Course Outline
Foundations of Containerization for MLOps for Government
- Understanding the Requirements of the Machine Learning Lifecycle for Government
- Key Docker Concepts for ML Systems in Government Operations
- Best Practices for Reproducible Environments for Government Applications
Building Containerized ML Training Pipelines for Government
- Packaging Model Training Code and Dependencies for Government Use
- Configuring Training Jobs Using Docker Images in Government Systems
- Managing Datasets and Artifacts in Containers for Government Projects
Containerizing Validation and Model Evaluation for Government
- Reproducing Evaluation Environments for Government Models
- Automating Validation Workflows for Government Applications
- Capturing Metrics and Logs from Containers for Government Monitoring
Containerized Inference and Serving for Government
- Designing Inference Microservices for Government Use
- Optimizing Runtime Containers for Production in Government Systems
- Implementing Scalable Serving Architectures for Government Operations
Pipeline Orchestration with Docker Compose for Government
- Coordinating Multi-Container ML Workflows for Government Projects
- Environment Isolation and Configuration Management for Government Systems
- Integrating Supporting Services (e.g., Tracking, Storage) for Government Applications
ML Model Versioning and Lifecycle Management for Government
- Tracking Models, Images, and Pipeline Components for Government Use
- Version-Controlled Container Environments for Government Operations
- Integrating MLflow or Similar Tools for Government Applications
Deploying and Scaling ML Workloads for Government
- Running Pipelines in Distributed Environments for Government Projects
- Scaling Microservices Using Docker-Native Approaches for Government Systems
- Monitoring Containerized ML Systems for Government Operations
CI/CD for MLOps with Docker for Government
- Automating Builds and Deployment of ML Components for Government Use
- Testing Pipelines in Containerized Staging Environments for Government Projects
- Ensuring Reproducibility and Rollbacks for Government Applications
Summary and Next Steps for Government
Requirements
- An understanding of machine learning workflows for government applications.

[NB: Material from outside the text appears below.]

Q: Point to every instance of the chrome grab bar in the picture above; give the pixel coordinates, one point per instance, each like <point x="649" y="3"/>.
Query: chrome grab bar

- Experience with Python for data or model development in governmental projects.
- Familiarity with the fundamentals of containers for efficient deployment and management.
Audience
- MLOps engineers supporting government initiatives.
- DevOps practitioners working on public sector projects.
- Data platform teams focused on governmental data management.
Testimonials (1)
The training met expectations with its clear explanations, real-world examples, and hands-on labs that made complex topics easy to understand. It provided valuable insights into container orchestration, security, scaling and many other advanced topics.